- Sonya Leigh Anderson
Work & Play
We were partway through building our house when I made this observation. Thinking about one day living in our new home, I realized how often I’d imagined myself working in my future library, enjoying the view from my east-facing window. But—and this is the laughable admission—I had not once pictured myself at work in my east-facing kitchen, directly below. Duly noted.
But alas, practicality precedes frivolity, and of course the kitchen boxes were the first to be unpacked, nearly four months back. My library boxes were only just unloaded last week, onto handcrafted bookshelves, which my husband rushed to complete as a Valentine present. And I am thoroughly enamored with his labor of love.
Kyle has had an interest in woodcraft as long as I’ve know him. But recently he has also developed an enthusiasm for cooking. Lucky for me. Honestly, he’s always been the most suited, but only lately has had the margin (along with a collection of newly purchased culinary tools) to really perfect his art—which tends toward variations on meat and pizza. (I prep the salad and clean up the mess.)
I am thoroughly appreciating my current “vocational” season. There are days when the joy of what I’m getting to do has the effect of making me believe myself a child again. I am strangely transported to former days when my work was simply to play and to learn. I once heard it takes 10,000 hours of practice to become an “expert” in something. I thought about my own history of unfinished degrees and part-time professions, and then I came to this wonderful conclusion. I am an expert in reading books! (After all, if God has gifted so many wonderful writers, surely he must also gift some of us to read!)
Of course, my current work is not only reading books, but writing them. Most weekdays, I spend several hours at my computer, attempting to put words on a page. I am aware of what most creatives would describe as “flow” and “block.” Some days the juices are flowing, and some days they are not. I’m sure this practical explanation applies to me as well. (Along with the fact of my being a novice—inexperienced, unpublished, and in terms of overall productivity, terribly slow. But bit by bit, logging my way toward those 10,000 hours.)
I will say this, too. When I am in the flow, so to speak, it almost always appears to be the Spirit’s doing. Some days He seems especially generous, filling my imagination with the most beautiful thoughts. And other days, nothing. In fact, when I reread those Spirit-inspired loveliest pages, it seems I shouldn’t even take the credit, and I am more than happy to give Him his due.
Several years ago I had a dream-vision. I have described it before, and lately I have reason to believe it might be truly prophetic. In my dream, God asked me a question, “What do you want to do?” And I answered, without hesitation. “I want to go to seminary, write books, and enjoy my grandchildren.” Three times God asked the question, and three times I gave my triplicate response. I remember this clearly, and I wrote it down.

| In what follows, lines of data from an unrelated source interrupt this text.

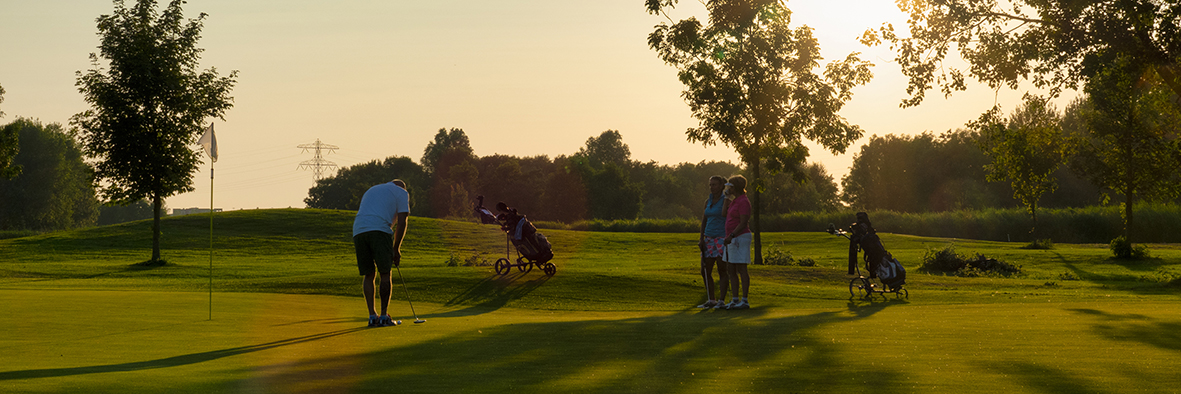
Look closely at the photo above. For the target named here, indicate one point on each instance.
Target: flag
(209, 142)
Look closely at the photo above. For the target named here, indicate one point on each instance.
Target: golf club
(408, 296)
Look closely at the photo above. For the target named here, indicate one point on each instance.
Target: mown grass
(82, 316)
(1154, 223)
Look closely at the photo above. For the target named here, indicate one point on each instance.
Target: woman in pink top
(738, 241)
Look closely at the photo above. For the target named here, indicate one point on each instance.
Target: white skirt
(738, 250)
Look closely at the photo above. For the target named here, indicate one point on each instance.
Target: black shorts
(374, 251)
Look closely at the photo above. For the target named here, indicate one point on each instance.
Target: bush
(947, 261)
(1123, 249)
(777, 257)
(1162, 276)
(476, 260)
(452, 261)
(774, 256)
(943, 261)
(1042, 244)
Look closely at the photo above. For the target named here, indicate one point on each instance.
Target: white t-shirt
(379, 205)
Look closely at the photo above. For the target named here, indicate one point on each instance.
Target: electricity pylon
(318, 164)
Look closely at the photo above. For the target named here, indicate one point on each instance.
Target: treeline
(598, 182)
(946, 172)
(1088, 224)
(50, 185)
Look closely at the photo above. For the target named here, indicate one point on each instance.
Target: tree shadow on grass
(1043, 379)
(1136, 328)
(744, 350)
(175, 361)
(493, 293)
(659, 353)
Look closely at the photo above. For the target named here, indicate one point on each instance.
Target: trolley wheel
(523, 266)
(503, 266)
(859, 288)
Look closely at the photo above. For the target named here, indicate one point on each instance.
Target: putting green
(98, 341)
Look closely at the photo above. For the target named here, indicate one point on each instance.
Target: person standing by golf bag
(880, 263)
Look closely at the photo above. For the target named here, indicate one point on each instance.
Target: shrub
(1043, 244)
(943, 261)
(775, 256)
(476, 260)
(452, 261)
(947, 261)
(1123, 249)
(1162, 276)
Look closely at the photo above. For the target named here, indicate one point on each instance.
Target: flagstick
(210, 241)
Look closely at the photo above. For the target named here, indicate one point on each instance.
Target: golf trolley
(865, 287)
(527, 258)
(533, 249)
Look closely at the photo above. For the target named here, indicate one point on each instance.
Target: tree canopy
(1051, 44)
(752, 83)
(606, 149)
(10, 145)
(1129, 142)
(56, 191)
(149, 104)
(1025, 150)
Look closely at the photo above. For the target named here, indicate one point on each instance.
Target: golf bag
(879, 262)
(483, 214)
(532, 244)
(891, 271)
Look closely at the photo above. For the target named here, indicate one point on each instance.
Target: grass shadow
(1165, 335)
(168, 362)
(493, 293)
(652, 354)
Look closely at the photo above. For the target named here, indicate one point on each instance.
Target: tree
(920, 173)
(1130, 145)
(1050, 43)
(750, 81)
(448, 149)
(1026, 150)
(149, 104)
(612, 196)
(817, 194)
(115, 214)
(345, 189)
(56, 190)
(10, 145)
(607, 149)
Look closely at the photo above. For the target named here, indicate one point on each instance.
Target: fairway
(293, 321)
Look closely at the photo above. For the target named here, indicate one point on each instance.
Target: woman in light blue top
(713, 232)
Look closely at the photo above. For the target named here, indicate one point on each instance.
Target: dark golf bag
(879, 262)
(532, 244)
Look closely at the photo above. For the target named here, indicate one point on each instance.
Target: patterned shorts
(713, 247)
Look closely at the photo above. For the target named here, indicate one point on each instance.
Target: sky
(379, 78)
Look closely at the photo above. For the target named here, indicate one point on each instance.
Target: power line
(317, 164)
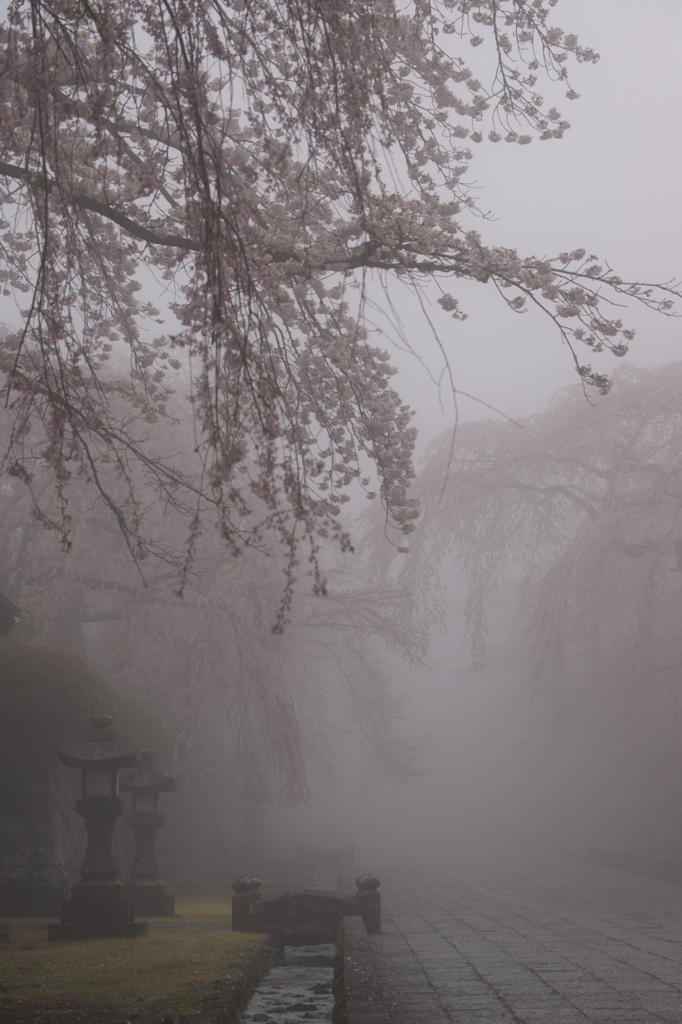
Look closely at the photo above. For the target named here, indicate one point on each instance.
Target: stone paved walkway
(544, 940)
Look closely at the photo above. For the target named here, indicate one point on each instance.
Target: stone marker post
(247, 892)
(369, 899)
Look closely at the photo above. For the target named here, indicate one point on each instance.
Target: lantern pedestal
(97, 907)
(146, 889)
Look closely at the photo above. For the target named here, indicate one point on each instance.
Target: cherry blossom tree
(265, 706)
(582, 509)
(248, 168)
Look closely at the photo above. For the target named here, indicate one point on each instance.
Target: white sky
(612, 185)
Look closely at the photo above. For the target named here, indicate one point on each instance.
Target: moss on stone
(51, 681)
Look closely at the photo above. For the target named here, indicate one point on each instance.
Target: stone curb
(228, 996)
(357, 995)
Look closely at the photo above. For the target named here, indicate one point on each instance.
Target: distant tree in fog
(250, 165)
(582, 506)
(210, 664)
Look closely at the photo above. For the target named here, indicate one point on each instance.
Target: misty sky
(611, 185)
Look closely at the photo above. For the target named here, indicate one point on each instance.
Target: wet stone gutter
(227, 997)
(357, 995)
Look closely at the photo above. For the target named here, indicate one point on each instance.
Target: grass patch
(199, 910)
(165, 973)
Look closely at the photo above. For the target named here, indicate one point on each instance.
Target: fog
(494, 765)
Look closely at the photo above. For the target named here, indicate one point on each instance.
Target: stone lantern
(97, 906)
(145, 889)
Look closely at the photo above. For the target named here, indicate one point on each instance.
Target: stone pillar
(145, 888)
(97, 907)
(369, 899)
(247, 892)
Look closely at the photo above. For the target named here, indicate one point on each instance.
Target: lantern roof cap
(101, 751)
(146, 777)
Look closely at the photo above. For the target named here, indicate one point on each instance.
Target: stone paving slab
(528, 939)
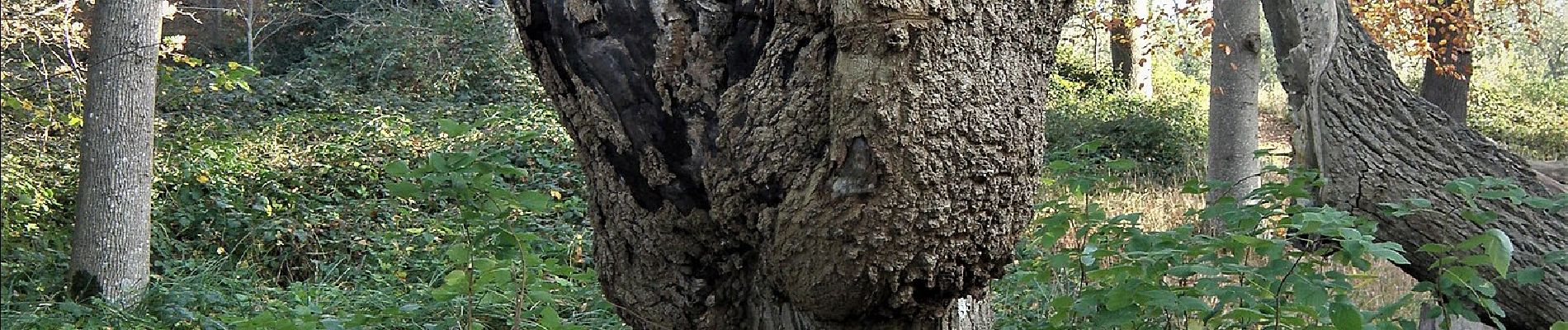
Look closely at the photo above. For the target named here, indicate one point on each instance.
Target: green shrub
(1526, 115)
(1273, 265)
(1165, 134)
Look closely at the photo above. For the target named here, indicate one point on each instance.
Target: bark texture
(1449, 88)
(109, 244)
(1233, 99)
(1129, 45)
(800, 165)
(1376, 141)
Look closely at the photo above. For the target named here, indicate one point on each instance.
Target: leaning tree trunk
(1446, 78)
(800, 165)
(109, 244)
(1233, 101)
(1377, 141)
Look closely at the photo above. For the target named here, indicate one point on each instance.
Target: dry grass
(1162, 204)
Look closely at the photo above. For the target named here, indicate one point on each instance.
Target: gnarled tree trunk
(1377, 141)
(800, 165)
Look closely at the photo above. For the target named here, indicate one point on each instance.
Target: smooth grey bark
(1233, 99)
(1129, 45)
(1449, 91)
(800, 165)
(1377, 141)
(109, 243)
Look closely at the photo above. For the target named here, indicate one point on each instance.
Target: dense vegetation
(407, 172)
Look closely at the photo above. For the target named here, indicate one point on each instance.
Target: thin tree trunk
(800, 165)
(109, 244)
(1376, 141)
(1129, 45)
(1449, 88)
(1233, 99)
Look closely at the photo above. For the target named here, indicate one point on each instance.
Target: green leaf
(533, 200)
(399, 167)
(404, 190)
(1245, 314)
(1346, 316)
(452, 127)
(455, 279)
(550, 318)
(1500, 251)
(458, 254)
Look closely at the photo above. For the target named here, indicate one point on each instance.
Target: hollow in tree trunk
(800, 165)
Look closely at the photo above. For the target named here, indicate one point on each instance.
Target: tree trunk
(1446, 80)
(800, 165)
(1376, 141)
(1129, 45)
(1233, 99)
(109, 244)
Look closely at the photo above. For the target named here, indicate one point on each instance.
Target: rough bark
(1129, 45)
(1449, 90)
(1377, 141)
(800, 165)
(109, 244)
(1233, 99)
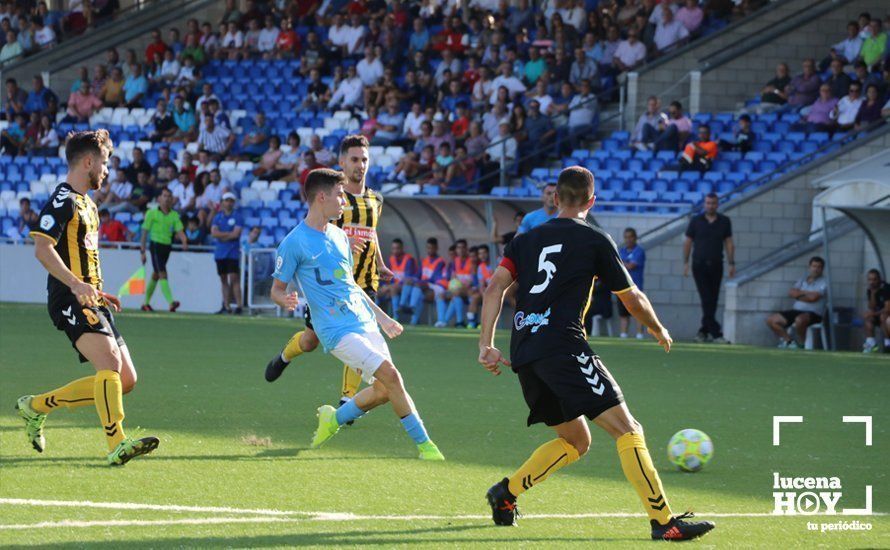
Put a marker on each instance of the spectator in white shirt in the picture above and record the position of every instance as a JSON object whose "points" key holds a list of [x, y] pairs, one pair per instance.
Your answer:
{"points": [[232, 42], [413, 122], [848, 107], [44, 35], [369, 69], [170, 67], [847, 50], [349, 92], [630, 53], [506, 79], [583, 109], [268, 36], [658, 13], [337, 36], [503, 149], [670, 32], [183, 193], [355, 35]]}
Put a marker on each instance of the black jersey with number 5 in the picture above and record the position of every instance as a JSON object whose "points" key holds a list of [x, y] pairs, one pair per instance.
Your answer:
{"points": [[555, 265]]}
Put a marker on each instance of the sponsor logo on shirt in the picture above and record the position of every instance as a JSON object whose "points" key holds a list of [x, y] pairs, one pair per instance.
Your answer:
{"points": [[533, 320]]}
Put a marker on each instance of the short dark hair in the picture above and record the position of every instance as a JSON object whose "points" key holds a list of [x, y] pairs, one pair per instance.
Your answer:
{"points": [[574, 186], [89, 142], [321, 180], [355, 140]]}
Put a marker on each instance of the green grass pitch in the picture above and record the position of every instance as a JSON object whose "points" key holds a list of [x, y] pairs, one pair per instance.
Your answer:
{"points": [[201, 390]]}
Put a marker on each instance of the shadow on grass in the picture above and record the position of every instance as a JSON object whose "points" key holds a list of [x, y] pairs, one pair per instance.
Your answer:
{"points": [[387, 538]]}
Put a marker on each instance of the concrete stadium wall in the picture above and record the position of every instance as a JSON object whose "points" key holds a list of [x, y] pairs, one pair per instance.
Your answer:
{"points": [[762, 224], [748, 304], [741, 79], [193, 278]]}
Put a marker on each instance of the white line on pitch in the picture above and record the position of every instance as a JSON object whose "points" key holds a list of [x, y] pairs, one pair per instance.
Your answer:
{"points": [[288, 515]]}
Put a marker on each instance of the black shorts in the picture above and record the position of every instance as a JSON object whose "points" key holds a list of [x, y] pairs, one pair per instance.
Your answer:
{"points": [[563, 387], [307, 314], [160, 253], [791, 314], [227, 265], [76, 320]]}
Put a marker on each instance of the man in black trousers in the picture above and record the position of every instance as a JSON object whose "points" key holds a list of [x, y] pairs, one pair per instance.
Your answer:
{"points": [[706, 236]]}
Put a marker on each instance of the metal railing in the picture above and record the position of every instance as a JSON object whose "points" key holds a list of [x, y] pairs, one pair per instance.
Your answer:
{"points": [[135, 7], [787, 167]]}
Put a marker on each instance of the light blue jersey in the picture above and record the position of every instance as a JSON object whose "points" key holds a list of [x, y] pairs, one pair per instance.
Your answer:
{"points": [[535, 218], [322, 263]]}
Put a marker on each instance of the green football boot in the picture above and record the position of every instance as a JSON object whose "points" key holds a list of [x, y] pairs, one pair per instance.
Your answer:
{"points": [[34, 422], [130, 448], [429, 451], [327, 426]]}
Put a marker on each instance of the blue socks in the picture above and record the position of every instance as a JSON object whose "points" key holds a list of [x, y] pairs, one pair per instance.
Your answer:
{"points": [[348, 412], [414, 426]]}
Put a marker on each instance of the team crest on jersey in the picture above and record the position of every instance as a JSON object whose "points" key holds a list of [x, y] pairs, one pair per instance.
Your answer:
{"points": [[92, 319], [532, 320]]}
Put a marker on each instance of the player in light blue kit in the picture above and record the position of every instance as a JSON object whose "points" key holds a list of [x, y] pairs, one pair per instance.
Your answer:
{"points": [[317, 254]]}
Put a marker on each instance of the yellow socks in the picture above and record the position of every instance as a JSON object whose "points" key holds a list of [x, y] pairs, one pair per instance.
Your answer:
{"points": [[292, 349], [351, 381], [639, 470], [74, 394], [546, 459], [109, 405]]}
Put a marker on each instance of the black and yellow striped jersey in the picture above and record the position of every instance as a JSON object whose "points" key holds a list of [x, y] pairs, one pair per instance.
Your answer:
{"points": [[71, 221], [360, 216]]}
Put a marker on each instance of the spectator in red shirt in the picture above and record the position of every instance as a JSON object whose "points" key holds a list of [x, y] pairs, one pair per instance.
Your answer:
{"points": [[156, 46], [111, 230], [460, 128], [699, 154], [287, 45]]}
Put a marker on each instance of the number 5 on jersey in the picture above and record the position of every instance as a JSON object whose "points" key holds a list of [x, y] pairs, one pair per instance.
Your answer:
{"points": [[547, 267]]}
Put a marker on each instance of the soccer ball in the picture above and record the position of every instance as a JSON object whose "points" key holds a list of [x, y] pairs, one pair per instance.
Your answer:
{"points": [[690, 449]]}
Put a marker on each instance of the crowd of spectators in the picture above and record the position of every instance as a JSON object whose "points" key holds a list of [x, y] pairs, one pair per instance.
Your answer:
{"points": [[27, 27], [849, 89], [463, 90]]}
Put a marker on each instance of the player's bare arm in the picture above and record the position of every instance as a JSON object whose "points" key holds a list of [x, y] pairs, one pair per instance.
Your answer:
{"points": [[491, 357], [284, 299], [639, 306], [86, 294], [384, 272]]}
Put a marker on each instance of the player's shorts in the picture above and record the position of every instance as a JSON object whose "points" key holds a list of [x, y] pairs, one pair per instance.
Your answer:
{"points": [[622, 311], [160, 253], [563, 387], [227, 265], [364, 353], [76, 320], [791, 314], [307, 315]]}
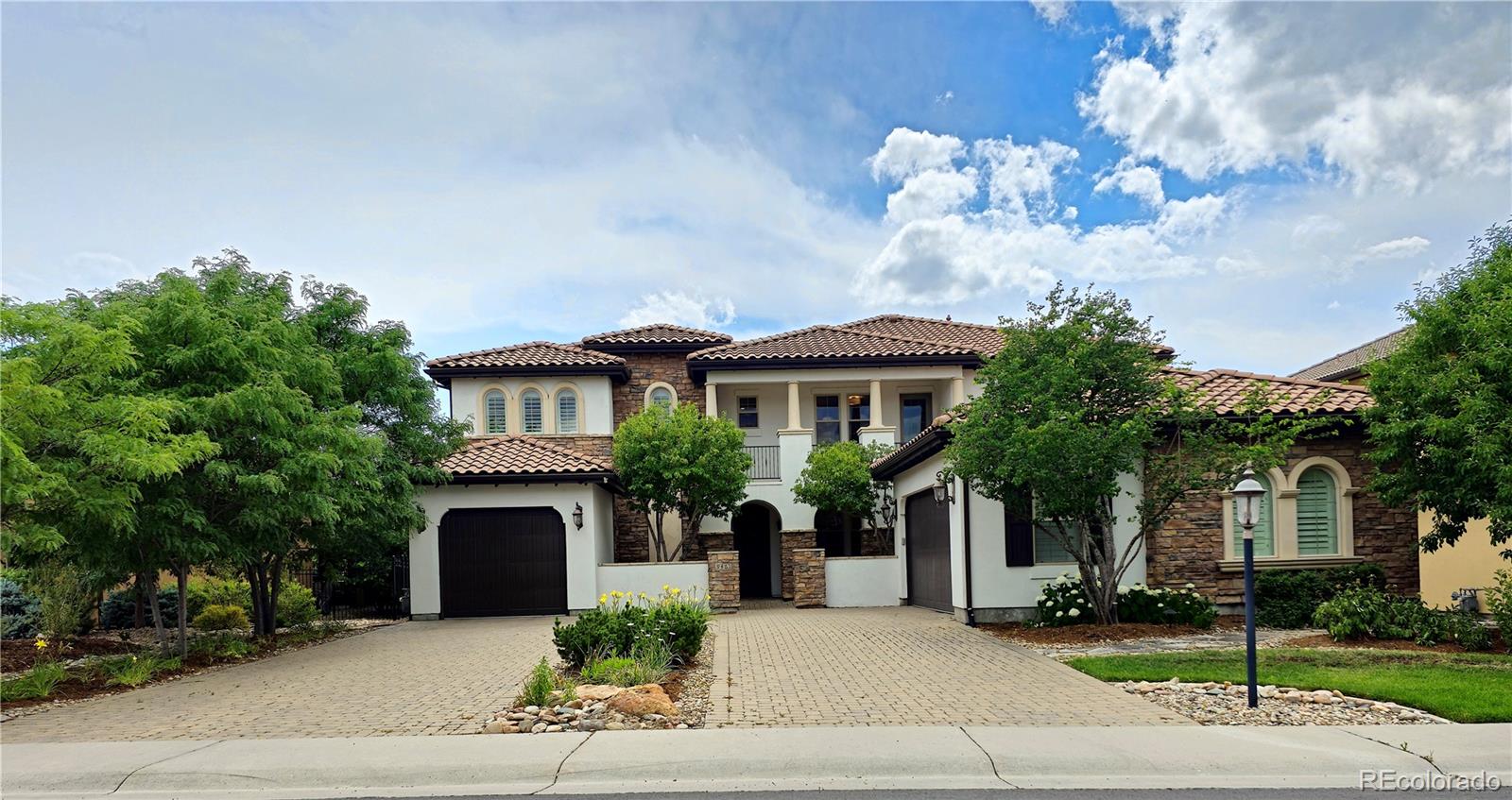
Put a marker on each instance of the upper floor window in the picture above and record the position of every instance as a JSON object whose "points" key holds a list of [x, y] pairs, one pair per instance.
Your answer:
{"points": [[531, 419], [1317, 513], [826, 419], [1264, 531], [566, 412], [746, 413], [495, 415]]}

Seminary and writing I might have expected. Both were possibilities I had entertained. But grandchildren? My oldest son, at the time, was a college freshmen, and he wasn’t dating. Grandchildren were not in my thoughts, and nowhere on my immediate horizon. I remember thinking, this dream must be God’s preparation. He is showing me something of the future, and when the time comes, all of this will be my vocation. Learning, writing, and enjoying the children.
Just as I believe the Holy Spirit infuses his thoughts into my most inspired writing, I am also convinced God has given me a dream-vision of a season when I will need, not only to prioritize, but to thoroughly enjoy the people I love. I can get lost in my head. I do not consider myself an intellectual—I am far from brilliant—but rather, a dreamer. I can become entirely too consumed with my private thoughts, and my quiet spaces. Left to my own devices, I might hoard my “library days.”
But the dream was not just admonition, it was also a breathtaking invitation. I delight in being present to people. There is almost nothing I cherish more than the heart-to-heart, breath-to-breath moments of being intimately connected to God’s human creations. The littlest ones, and the grown ones, too. But it’s like I said recently to a friend over coffee, “I can be 100% Mary, and I can be 100% Martha, but I can’t be both at the same time.”
I just might need my husband to do the cooking.